It was RAF Mildenhall in East Anglia and, as I later discovered, 50 Division were based around there as they prepared for one of the most famous and important operations of the war: D-Day

50 Northumbrian Division had been last off the beach at Dunkirk and would now be some of the first British troops on the beaches of Normandy. (H-Hour for the British landings at Gold and Sword Beaches were about an hour later than those for the Americans at Utah and Omaha).

Four years later, their June 6 objectives – on the opening day of the Battle of Normandy - were La Rivière and Bayeux. 

Following the brutal slog the Battle of Normandy turned out, not unexpectedly, to be, Neville crossed the River Seine at Vernon and drove on to Brussels before taking part in Operation Market Garden, - aka ‘a bridge too far’.

Once again, back in the recent past, I was watching ‘Band of Brothers’ one evening when the program depicted the Americans liberating a concentration camp. 

I rang Dad to ask if he had watched it and he said, reflectively, that he had and it had reminded him of Belsen. 

Bergen-Belsen Concentration Camp was one of those liberated, in this case by the British, right at the end of the war. 

Again, Dad had been there. Another discovery, another surprise - was there any aspect of the British Second World War experience that hadn’t happened to my dad?

When I reached May 1945 in his diaries, I was surprised by how matter-of-fact he was about the German surrender. 

When I asked him why there was no elation or euphoria, he said his first thought was what was going to happen next and concern about his mates. A complete contrast to the newsreels we’ve all seen of the jubilant celebration that went on in British and American cities at the close of hostilities.

Not that these celebrations didn’t happen, of course, nor that a sense of extreme euphoria wasn’t widely felt. It’s just that, for those who’d been in the thick of it like my dad, the end of the war wasn’t always experienced in such a jubilant manner.

Which brings me to the final question I had for him about his time in the war. 

Having looked over all his war experiences, many, varied and terrifying, I asked him what the scariest time was that he could remember.

Once again, without hesitation, and to my surprise, he said it was actually taking supplies into Berlin through the Russians – who had of course been British allies.

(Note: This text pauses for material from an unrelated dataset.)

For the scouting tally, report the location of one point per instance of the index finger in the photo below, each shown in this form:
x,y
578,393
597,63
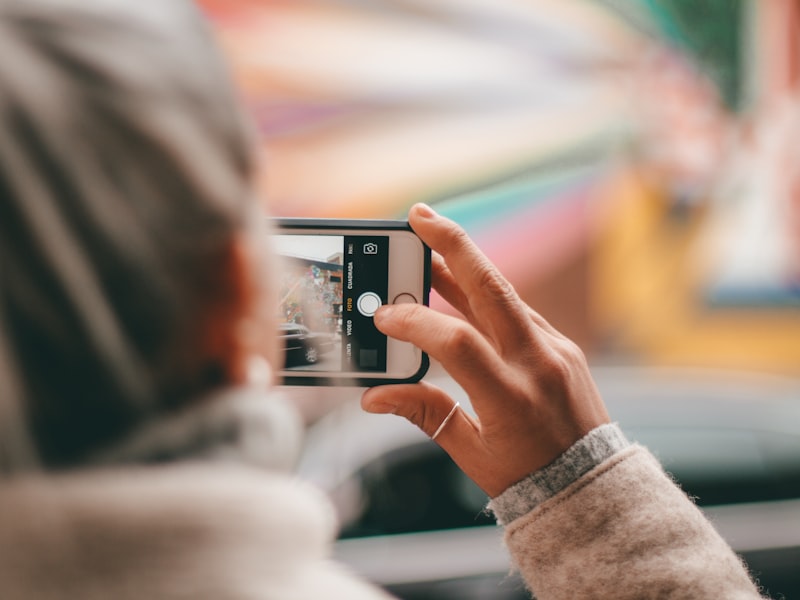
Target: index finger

It’s almost as if Dad sensed, with some prescient dread, the tensions with the communist powers that would emerge from the ashes of the Second World War.

Ever the conduit for personal experiences wrapped up in major global events, it seems appropriate in retrospect that Dad’s most memorable experience sat right at the junction of World War 2 and the subsequent Cold War - which would go on to dominate the next 45 years of British foreign policy.

A Soldier’s Story: Neville ‘Timber’ Wood’s War, from Dunkirk to D-Day by Mike Wood is published by Robinson on 30th April, £20.00. Click here to pick up a copy.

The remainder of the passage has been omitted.